Если с малолетства учиться изящному вкусу, тонной сдержанности, отрицать вот эти театральные дурные блёстки и бутафорию, получается что-то вроде патологии лёгких от корсета, предрасположенности к девической чахотке прошлых веков. Может ли человек, шарахающийся от восклицательных знаков, как от чумы, бегущий буквы "о" в позиции междометия, воспринять на всю катушку, к примеру, Шекспира?.. и почему же мне кажется, что нет?.. почему же я так упорствую в ереси?
Эта крашеная марля и фольга, эти петушиные перья, эти силы-небесные-у-всадника-нет-головы!.. обеспечивают что-то столь же необходимое для верного роста, столь же непременное, как смена зубов и подростковая мрачность. Чему полезному они могут научить?.. пожалуй, и ничему. Разве что театрально-прямо держать спину и гордо поднимать подбородок, признавая смешную, слегка стыдную важность некоторых нелепых вещей, вроде любви, чести и отваги, всё с прописных, с прописных, всё с пафосом.

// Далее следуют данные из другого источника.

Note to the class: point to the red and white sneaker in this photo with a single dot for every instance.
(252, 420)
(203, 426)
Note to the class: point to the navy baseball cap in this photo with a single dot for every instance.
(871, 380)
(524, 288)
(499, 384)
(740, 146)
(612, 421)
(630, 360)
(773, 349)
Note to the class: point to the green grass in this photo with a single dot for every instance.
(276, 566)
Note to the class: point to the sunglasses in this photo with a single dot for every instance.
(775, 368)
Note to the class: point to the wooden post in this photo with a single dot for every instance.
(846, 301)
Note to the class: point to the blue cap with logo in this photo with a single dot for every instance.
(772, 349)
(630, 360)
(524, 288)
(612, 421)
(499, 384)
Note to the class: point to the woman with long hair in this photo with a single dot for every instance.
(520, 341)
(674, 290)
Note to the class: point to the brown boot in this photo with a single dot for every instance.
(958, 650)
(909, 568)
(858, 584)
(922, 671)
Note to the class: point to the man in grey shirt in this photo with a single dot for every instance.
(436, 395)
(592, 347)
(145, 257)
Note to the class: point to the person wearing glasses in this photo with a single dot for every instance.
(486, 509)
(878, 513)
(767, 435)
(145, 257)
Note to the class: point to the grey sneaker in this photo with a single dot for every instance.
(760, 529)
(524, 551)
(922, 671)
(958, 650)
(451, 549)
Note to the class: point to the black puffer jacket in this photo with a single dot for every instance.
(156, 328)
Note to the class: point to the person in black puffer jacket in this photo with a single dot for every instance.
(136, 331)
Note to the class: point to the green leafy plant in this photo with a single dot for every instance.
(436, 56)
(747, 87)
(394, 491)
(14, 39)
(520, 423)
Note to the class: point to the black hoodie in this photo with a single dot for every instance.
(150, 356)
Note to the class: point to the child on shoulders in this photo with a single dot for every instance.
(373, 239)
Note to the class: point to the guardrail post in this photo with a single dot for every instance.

Увлечена помпой, геральдикой и пиротехникой, я вынимаю сотню и выручаю с лотка "Скарамуша" с "Морским ястребом" и капитана Блада. Я несу книги в руках, на ходу расшнуровывая рюкзак, останавливаюсь на перекрёстке под красным светом и открываю наугад:
— О, мой дорогой! — воскликнула она, и этим, в сущности, всё было сказано.
Да, киваем мы с внутренним критиком, да, перехватывает дыхание от умиления и смеха, это та родина, которую, потешаясь над её несовершенством и очевидной глупостью, мы будем защищать до последнего вдоха.